What’s more, the element of having the real life Barris alongside The Unknown Comic, Dick Clark, and other figures from that life as talking heads carries the story along in a way that could have been choppy but ends up being perfect. It’s a grounding mechanism for how unreal everything on screen gets. Just as Barris becomes more surreal, a real person comes along to remind us that a lot of this (and possibly all of it) happened.
Over all, it’s incredibly fun, the camera work is innovative while being a clear homage to work from greats like Lumet and Nichols, Rockwell knocks it out of the park, and the story that’s created is fantastical to the point of disbelief while saving just a hint of credibility that will always make you wonder whether a pop culture icon of the past has tax-paid blood on his hands.
Moment We Fell in Love
So many great moments. Where else would we be able to see a young Michael Cera try to convince a young girl that his penis tastes like a strawberry? Where else would we get to see Matt Damon and Brad Pitt as cheesy “Dating Game” contestants? Nowhere. That’s where. Every scene between Clooney and Rockwell is near-perfect. In fact, it’s unclear whether Clooney is a hallucination for most of the film, and even when he’s proven real, the entire spy world might be a delusion. Those scenes play perfectly off of his fights and lack of commitment to his girlfriend (Drew Barrymore) so it all works in context. Pulling a single scene out of that tightly woven web is down right difficult.
But even as the film is building fantastic scenes upon fantastic scenes, it cements its legacy by finally going completely noir in a confrontation between Barris and super-spy Patricia Watson as each of them attempts to somehow simultaneous seduce and kill the other. The dialog is tight, sexy, and wrapped in enigma. Very few scenes rival it when it comes to the conversational chess being played, and the price for losing that game is losing your life.

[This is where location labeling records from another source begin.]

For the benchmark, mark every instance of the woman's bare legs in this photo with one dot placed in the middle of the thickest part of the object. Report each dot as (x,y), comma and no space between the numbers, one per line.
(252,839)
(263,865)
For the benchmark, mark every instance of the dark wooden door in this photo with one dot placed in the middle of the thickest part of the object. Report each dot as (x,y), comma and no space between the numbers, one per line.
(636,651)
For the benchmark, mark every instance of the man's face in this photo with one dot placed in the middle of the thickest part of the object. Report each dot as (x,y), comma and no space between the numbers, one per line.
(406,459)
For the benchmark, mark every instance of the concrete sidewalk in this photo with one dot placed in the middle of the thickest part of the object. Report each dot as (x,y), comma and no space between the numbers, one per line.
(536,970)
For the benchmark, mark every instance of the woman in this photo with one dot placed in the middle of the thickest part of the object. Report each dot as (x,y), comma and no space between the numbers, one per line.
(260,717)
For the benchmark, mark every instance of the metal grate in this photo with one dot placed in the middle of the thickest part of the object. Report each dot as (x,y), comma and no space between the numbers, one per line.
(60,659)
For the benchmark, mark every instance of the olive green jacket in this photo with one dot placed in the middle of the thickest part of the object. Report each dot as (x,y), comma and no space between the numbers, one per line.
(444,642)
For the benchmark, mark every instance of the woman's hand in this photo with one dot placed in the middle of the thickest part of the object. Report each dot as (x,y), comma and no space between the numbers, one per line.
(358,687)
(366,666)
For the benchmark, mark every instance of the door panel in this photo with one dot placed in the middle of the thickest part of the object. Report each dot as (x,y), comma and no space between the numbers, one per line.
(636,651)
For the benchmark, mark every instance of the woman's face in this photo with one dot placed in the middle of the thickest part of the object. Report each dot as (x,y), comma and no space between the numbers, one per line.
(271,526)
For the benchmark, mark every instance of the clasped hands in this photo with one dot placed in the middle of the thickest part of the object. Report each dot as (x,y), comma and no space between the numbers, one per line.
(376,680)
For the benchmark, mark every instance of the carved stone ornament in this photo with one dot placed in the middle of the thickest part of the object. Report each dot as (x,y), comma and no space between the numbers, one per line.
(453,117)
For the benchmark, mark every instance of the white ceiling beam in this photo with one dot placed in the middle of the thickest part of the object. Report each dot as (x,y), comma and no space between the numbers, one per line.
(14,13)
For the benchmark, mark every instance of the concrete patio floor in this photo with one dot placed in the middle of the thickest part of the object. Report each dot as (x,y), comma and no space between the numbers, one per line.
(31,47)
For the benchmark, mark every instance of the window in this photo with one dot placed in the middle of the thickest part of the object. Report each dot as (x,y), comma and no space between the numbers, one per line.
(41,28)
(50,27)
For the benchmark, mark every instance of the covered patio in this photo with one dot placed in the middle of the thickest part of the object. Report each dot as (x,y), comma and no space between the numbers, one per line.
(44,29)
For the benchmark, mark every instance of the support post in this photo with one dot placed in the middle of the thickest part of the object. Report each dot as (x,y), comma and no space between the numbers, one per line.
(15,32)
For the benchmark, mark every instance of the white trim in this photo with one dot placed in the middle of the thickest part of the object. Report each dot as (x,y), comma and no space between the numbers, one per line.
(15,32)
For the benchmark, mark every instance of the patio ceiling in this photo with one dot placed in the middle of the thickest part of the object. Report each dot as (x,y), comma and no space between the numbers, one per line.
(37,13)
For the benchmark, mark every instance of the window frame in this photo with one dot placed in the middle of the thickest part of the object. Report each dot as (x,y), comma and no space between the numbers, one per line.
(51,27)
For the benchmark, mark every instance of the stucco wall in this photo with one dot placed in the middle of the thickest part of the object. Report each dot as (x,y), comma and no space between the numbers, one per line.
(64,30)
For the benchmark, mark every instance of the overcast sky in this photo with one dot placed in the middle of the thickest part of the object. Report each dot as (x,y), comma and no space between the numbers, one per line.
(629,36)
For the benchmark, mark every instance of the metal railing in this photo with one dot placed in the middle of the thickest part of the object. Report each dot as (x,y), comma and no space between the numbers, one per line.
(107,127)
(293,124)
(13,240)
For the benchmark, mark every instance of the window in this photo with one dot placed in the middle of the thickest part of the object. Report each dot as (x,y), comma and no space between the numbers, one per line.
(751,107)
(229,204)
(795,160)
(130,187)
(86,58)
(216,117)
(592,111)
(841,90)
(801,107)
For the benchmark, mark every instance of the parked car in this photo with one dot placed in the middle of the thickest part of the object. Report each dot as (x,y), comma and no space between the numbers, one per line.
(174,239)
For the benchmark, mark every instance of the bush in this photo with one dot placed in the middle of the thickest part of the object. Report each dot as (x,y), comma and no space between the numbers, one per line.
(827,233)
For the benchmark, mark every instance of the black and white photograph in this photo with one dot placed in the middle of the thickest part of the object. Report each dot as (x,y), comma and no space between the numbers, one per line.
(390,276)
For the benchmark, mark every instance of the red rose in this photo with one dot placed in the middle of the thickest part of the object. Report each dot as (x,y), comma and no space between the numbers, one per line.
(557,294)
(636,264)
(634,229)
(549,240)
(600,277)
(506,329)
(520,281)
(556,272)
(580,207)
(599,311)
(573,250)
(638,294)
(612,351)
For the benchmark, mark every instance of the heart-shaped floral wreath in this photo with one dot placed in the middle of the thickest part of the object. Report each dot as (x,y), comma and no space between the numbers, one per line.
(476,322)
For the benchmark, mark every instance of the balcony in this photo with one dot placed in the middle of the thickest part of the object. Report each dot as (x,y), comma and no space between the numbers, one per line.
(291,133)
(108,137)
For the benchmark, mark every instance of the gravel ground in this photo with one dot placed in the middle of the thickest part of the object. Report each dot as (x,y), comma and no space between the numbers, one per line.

When the conversation finally comes to a climax, it’s the perfect reward, flowing naturally from how the rest of the movie has poured forth out of Barris’s own endless ego.
Over all, Confessions of a Dangerous Mind is the kind of movie I could watch every week for the rest of my life. A ton of quotable lines and beautiful imagery, a lead actor that gives one of the best performances of that year, and a deranged story that sticks with you because it refuses to let on as to whether it’s fact or fiction.